Note: Qubes OS VMs are named qube, not cube.

1 Like

Thank you solene, i just read that article and i was just about to reply to my own post. I didn’t find it earlier.

Then i do have one remaining question; Does the IP address assigned to a VM change at any point? The article describes adding nft rules using IP addresses, so if either of the ‘client’ or ‘server’ VMs IP address changes, comms would obviously break.

One could likely create an entry for ‘client’ and ‘server’ in /etc/hosts, but that would also require manual updating. Can one then instead instruct Qubes to give specific VMs a static IP?

The IPs do not change until you change the qube’s netvm. Although I’m not sure what would happen if you change the netvm back and forth, maybe the old IP would be reassigned :thinking:

You could make a script in dom0 that run both commands on respective qubes, as dom0 knows the IPs of each.

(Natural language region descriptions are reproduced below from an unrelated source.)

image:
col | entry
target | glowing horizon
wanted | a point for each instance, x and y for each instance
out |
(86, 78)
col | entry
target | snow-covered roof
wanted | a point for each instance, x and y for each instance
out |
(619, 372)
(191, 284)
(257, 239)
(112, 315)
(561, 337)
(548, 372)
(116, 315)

Another solution would be to use ConnectTCP RPC call, which allows to expose a TCP port of a qube to other qubes using xen channels, this does not even require to do networking or having a NetVM.

You can see an example of it being used in this tutorial: URL filtering HTTPS proxy

It’s really practical when you need regular use of a TCP port between qubes, like hosting something on a qube to be used on another. I should write a guide about ConnectTCP because it’s not really intuitive :frowning:

This isnt right.
The IP address is invariant - it doesnt matter if you change the netvm
of the qube, the IP remains fixed.

I never presume to speak for the Qubes team.
When I comment in the Forum I speak for myself.

Thanks for the precision, I expected each netvm to have their own subnet, but never verified this actually!

It does change when you rename a VM…

Since a rename isn’t actually a rename in the classical sense of the word, a rename in Qubes is a clone, the clone is given the new name, and once the clone is finished the VM with the old name is deleted.

That is indeed a different qube with a different IP.

I never presume to speak for the Qubes team.
When I comment in the Forum I speak for myself.